2×3×4 Array{Float64, 3}:
[:, :, 1] =
-2.59055 1.61997 0.706378
3.61502 1.82376 -5.2643
[:, :, 2] =
5.16026 0.0104177 -5.63252
-0.674936 -3.08028 3.58979
[:, :, 3] =
5.16026 0.0104177 -5.63252
-0.674936 -3.08028 3.58979
[:, :, 4] =
5.16026 0.0104177 -5.63252
-0.674936 -3.08028 3.58979
From what I remember, it’s bad for the chains to be so different, and the R_hat diagnostic is intended to report such issues. However, stansummary
doesn’t give any indication of a problem:
% stansummary /tmp/jl_A5VVFT/train*.csv
Inference for Stan model: train_model
4 chains: each with iter=(1000,1000,1000,1000); warmup=(0,0,0,0); thin=(1,1,1,1); 4000 iterations saved.
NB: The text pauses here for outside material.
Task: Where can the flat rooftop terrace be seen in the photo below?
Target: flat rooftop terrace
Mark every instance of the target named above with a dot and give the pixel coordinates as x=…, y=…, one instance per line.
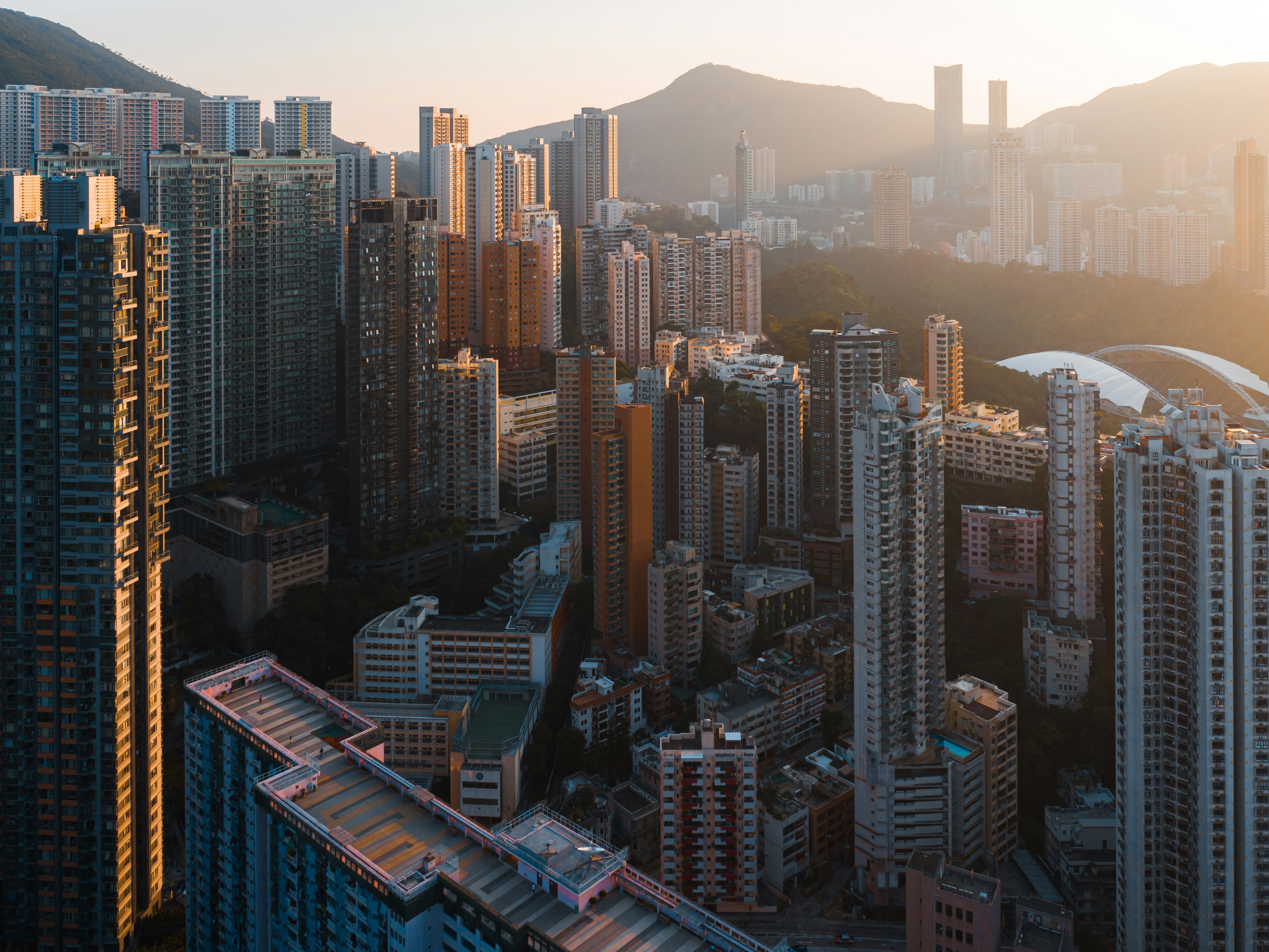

Warmup took (72, 72, 72, 72) seconds, 4.8 minutes total
Sampling took (74, 74, 74, 74) seconds, 4.9 minutes total
Mean MCSE StdDev 5% 50% 95% N_Eff N_Eff/s R_hat
lp__ -1.2e+03 5.0 64 -1310 -1.2e+03 -1108 162 5.5e-01 1.0
accept_stat__ 0.90 3.8e-03 1.1e-01 0.68 0.93 1.00 8.2e+02 2.8e+00 1.0e+00
stepsize__ 0.027 1.7e-03 2.4e-03 0.026 0.026 0.032 2.0e+00 6.8e-03 2.3e+13
treedepth__ 7.0 nan 1.2e-13 7.0 7.0 7.0 nan nan nan
n_leapfrog__ 127 nan 1.8e-12 127 127 127 nan nan nan
divergent__ 0.00 nan 0.0e+00 0.00 0.00 0.00 nan nan nan
energy__ 2199 5.3e+00 7.1e+01 2100 2192 2323 1.8e+02 6.0e-01 1.0e+00
beta[1,1] 3.9e+00 0.084 3.1 -1.1 3.8e+00 9.0 1365 4.6e+00 1.0
beta[1,2] 2.7e+00 0.077 3.0 -2.1 2.7e+00 7.8 1563 5.3e+00 1.0
beta[1,3] -6.5e+00 0.11 3.4 -12 -6.5e+00 -0.88 920 3.1e+00 1.0
beta[2,1] 2.7e+00 0.091 3.1 -2.4 2.5e+00 7.8 1170 4.0e+00 1.0
beta[2,2] -2.3e+00 0.092 3.0 -7.4 -2.3e+00 2.6 1059 3.6e+00 1.00
beta[2,3] -1.1e+00 0.088 3.0 -6.1 -1.1e+00 3.8 1174 4.0e+00 1.00
gamma[1,1] 3.2e+00 2.5 4.9 -5.6 3.8e+00 10 3.8 1.3e-02 1.5
gamma[1,2] 4.1e-01 0.36 3.4 -5.3 4.5e-01 6.0 88 3.0e-01 1.0
gamma[1,3] -4.0e+00 2.0 4.7 -11 -4.4e+00 4.8 5.3 1.8e-02 1.4
gamma[2,1] 4.0e-01 1.4 4.4 -6.6 1.8e-01 8.0 10 3.5e-02 1.2
gamma[2,2] -1.9e+00 1.6 3.8 -7.9 -1.9e+00 4.6 5.7 1.9e-02 1.2
gamma[2,3] 1.4e+00 2.9 5.8 -8.9 2.0e+00 10 4.1 1.4e-02 1.4
// u[...] not shown
Questions
- Is there a benefit to using the K-1 technique if I’m already using a prior? Based on these results it doesn’t seem to help here.
- Is it bad for the chains to be different visually and in their means? Why are the chains so different? How can I fix it?